An IBM blockchain executive has let slip details about the company’s new cross-border payments solution World Wire, and its growing relationship with the Stellar (XLM) blockchain.
Jesse Lund, IBM’s VP for blockchain solutions, has hinted that the international tech company is set to announce a new product which could allow payments “from anywhere in the world to anywhere in the world.” It’s supposed to be as simple as sending an email.
In an interview with Fred Schebesta’s Daily Exchange, at the IBM Think 2019 Conference earlier this week, the blockchain chief played coy with the details, suggesting that the full announcement would come in a few weeks. “I’ll be keynoting a major event in Singapore with my friend [Stellar founder] Jed McCaleb” he said. “We’ll be talking about a special announcement about the product and what it includes.”
The exact nature of the announcement was left unsaid, but there’s no doubt that it will be ambitious.
We hope to have within three to five years hundreds of endpoints, hundreds of operators providing access, enabling us to have global coverage. The ability to send money from any place in the world to any other place in the world.
Did Lund Spill The IBM Beans?
But it seems Lund could have gone a little too far, and revealed too much about IBM’s plans for World Wire and the to-be-announced product. In a section which has since been omitted from the official interview, Lund said:
Let’s just say we’re gonna be supporting more than 50 countries out of the gate, 30-40 currencies, and enough market makers to drag along 30 or 40 banks.
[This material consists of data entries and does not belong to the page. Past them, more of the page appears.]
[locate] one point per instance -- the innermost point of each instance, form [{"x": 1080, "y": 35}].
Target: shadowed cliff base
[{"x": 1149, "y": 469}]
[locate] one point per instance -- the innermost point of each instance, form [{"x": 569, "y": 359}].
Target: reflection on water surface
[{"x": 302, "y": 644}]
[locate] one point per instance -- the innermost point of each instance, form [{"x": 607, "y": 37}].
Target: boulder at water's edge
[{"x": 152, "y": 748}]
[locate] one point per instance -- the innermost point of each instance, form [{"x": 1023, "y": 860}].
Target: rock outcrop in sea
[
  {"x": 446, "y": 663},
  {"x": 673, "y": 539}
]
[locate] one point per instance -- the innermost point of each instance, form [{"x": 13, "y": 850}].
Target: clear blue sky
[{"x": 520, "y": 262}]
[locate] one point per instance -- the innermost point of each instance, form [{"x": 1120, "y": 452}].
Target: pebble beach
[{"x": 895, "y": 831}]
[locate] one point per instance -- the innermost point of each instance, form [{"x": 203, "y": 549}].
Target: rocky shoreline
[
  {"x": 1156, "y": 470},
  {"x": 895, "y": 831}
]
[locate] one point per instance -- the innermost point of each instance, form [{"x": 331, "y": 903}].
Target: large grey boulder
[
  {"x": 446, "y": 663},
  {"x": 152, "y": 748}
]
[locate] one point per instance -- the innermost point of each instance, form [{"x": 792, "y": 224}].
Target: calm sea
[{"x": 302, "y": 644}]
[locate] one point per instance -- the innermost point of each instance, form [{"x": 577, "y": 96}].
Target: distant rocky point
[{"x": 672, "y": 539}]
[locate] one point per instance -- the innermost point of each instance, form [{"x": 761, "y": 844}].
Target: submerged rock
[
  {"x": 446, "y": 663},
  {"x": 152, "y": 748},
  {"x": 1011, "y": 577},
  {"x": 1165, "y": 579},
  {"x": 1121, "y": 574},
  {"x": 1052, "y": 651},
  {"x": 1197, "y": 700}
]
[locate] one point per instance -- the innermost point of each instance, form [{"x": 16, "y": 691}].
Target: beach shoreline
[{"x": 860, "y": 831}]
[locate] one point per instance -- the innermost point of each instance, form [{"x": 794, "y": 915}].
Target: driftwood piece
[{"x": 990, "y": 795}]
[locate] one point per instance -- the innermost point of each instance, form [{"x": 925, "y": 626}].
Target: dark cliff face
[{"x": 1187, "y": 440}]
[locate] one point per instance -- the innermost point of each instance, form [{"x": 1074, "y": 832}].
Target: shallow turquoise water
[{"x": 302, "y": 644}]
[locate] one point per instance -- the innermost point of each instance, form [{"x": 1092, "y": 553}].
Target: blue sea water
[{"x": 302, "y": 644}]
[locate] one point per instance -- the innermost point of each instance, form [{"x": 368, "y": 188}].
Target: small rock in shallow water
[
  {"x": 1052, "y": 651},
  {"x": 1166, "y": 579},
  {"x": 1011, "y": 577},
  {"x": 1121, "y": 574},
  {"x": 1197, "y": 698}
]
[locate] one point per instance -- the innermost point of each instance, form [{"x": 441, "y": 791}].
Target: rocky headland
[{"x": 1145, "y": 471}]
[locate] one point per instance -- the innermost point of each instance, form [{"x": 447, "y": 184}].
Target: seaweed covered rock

So we’ll have a significant portion of the world covered and our goal is to continue to expand that network and to provide global coverage within 3-5 years where you can actually send remittances in a consistent way, immediately, at a very low cost, from anywhere in the world to anywhere in the world.
This portion has since disappeared from the original interview, with an abrupt cut at around the 4:12 mark.
In an email, representatives of Finder, Schebesta’s company, explained that IBM “asked us to remove this from the video.” The reason for the omission is unclear, and IBM had not replied to a request for comment by the time of publication.
Credit to Ripple
There’s no secret of IBM’s enthusiasm for the Stellar protocol, the underlying blockchain for World Wire. Lund acknowledged the important precedent of McCaleb’s first cryptocurrency creation while highlighting the advantages of the second:
“Credit Ripple for the vision of using a digital asset to enact immediate settlement with finality,” Lund said. “Their implementation followed one path, Our implementation is a little bit different. We’re not the issuer of the asset, we believe that there should be an ecosystem of digital assets that provide the settlement instruments.”
Stellar shares many of XRP’s features, Lund explained, including a low-cost settlement mechanism capable of thousands of transactions per second. While Lumens could be used to transfer value on the World Wire ledger, settlements are possible in any currency, including XRP and Bitcoin (BTC).
IBM’s strategy should sound a bit familiar, especially to a Ripple-friendly audience. “IBM’s long game in this is to be the network operator,” Lund explained. “So the subscribers, the customers of World Wire, are market makers who provide pay in and pay out locations. They themselves have corporate clients and probably retail clients.”
However, if Lund did mean what he said, this could be a major step in World Wire’s reach as the most complete cross-border blockchain payments ledger.
The author is invested in Stellar , Bitcoin and XRP, which are mentioned in this article.